In this synod Alcuin of York took part. A friendly letter from Alcuin, and a controversial pamphlet, to which Felix replied, were followed by the sending of several commissions of clergy to Spain to endeavour to put down the heresy. Archbishop Leidrad (d. 816) of Lyons, being on one of these commissions, persuaded Felix to appear before a synod at Aix-la-Chapelle in 799. There, after six days’ disputing with Alcuin, he again recanted his heresy. The rest of his life was spent under the supervision of the archbishop at Lyons, where he died in 816. Elipandus, secure in his see at Toledo, never swerved from the adoptian views, which, however, were almost universally abandoned after the two leaders died.
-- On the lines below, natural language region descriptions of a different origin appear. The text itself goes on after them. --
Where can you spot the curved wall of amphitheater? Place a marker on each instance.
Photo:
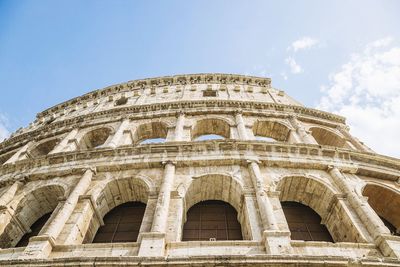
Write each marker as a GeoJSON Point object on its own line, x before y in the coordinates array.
{"type": "Point", "coordinates": [185, 146]}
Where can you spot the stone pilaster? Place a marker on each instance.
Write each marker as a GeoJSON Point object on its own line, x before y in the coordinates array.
{"type": "Point", "coordinates": [241, 127]}
{"type": "Point", "coordinates": [276, 241]}
{"type": "Point", "coordinates": [20, 154]}
{"type": "Point", "coordinates": [305, 136]}
{"type": "Point", "coordinates": [153, 243]}
{"type": "Point", "coordinates": [179, 127]}
{"type": "Point", "coordinates": [41, 246]}
{"type": "Point", "coordinates": [354, 141]}
{"type": "Point", "coordinates": [6, 215]}
{"type": "Point", "coordinates": [60, 147]}
{"type": "Point", "coordinates": [115, 140]}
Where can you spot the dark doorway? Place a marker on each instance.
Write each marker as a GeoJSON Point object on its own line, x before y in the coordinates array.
{"type": "Point", "coordinates": [304, 223]}
{"type": "Point", "coordinates": [212, 220]}
{"type": "Point", "coordinates": [121, 224]}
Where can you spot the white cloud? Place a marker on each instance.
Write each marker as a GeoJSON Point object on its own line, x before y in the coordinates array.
{"type": "Point", "coordinates": [4, 132]}
{"type": "Point", "coordinates": [294, 66]}
{"type": "Point", "coordinates": [366, 90]}
{"type": "Point", "coordinates": [303, 43]}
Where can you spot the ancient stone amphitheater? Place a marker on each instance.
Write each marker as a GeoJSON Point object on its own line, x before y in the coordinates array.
{"type": "Point", "coordinates": [195, 170]}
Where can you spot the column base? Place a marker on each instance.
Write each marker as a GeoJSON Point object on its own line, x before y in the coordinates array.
{"type": "Point", "coordinates": [152, 244]}
{"type": "Point", "coordinates": [389, 245]}
{"type": "Point", "coordinates": [38, 247]}
{"type": "Point", "coordinates": [277, 242]}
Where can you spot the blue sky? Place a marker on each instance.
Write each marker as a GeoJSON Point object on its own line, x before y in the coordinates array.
{"type": "Point", "coordinates": [320, 52]}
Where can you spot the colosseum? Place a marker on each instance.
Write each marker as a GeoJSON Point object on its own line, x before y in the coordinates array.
{"type": "Point", "coordinates": [195, 170]}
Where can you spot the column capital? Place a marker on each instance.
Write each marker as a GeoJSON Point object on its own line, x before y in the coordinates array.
{"type": "Point", "coordinates": [166, 162]}
{"type": "Point", "coordinates": [343, 169]}
{"type": "Point", "coordinates": [180, 113]}
{"type": "Point", "coordinates": [252, 160]}
{"type": "Point", "coordinates": [238, 112]}
{"type": "Point", "coordinates": [93, 169]}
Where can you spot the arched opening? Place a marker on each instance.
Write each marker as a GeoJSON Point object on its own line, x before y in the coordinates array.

In the scholastic discussions of the 12th century the question came to the front again, for the doctrine as framed by Alcuin was not universally accepted. Thus both Abelard and Peter Lombard, in the interest of the immutability of the divine substance (holding that God could not “become” anything), gravitated towards a Nestorian position. The great opponent of their Christology, which was known as Nihilianism, was the German scholar Gerhoch, who, for his bold assertion of the perfect interpenetration of deity and humanity in Christ, was accused of Eutychianism. The proposition Deus non factus est aliquid secundum quod est homo was condemned by a synod of Tours in 1163 and again by the Lateran synod of 1179, but Adoptianism continued all through the middle ages to be a source of theological dispute.

See A. Harnack, Hist. of Dogma, esp. vol. v. pp. 279-292; R. Ottley, The Doctrine of the Incarnation, vol. i. p. 228 ff, vol. ii. pp. 151-161; Herzog-Hauck, Realencyk., art. “Adoptianismus.”  (A. J. G.)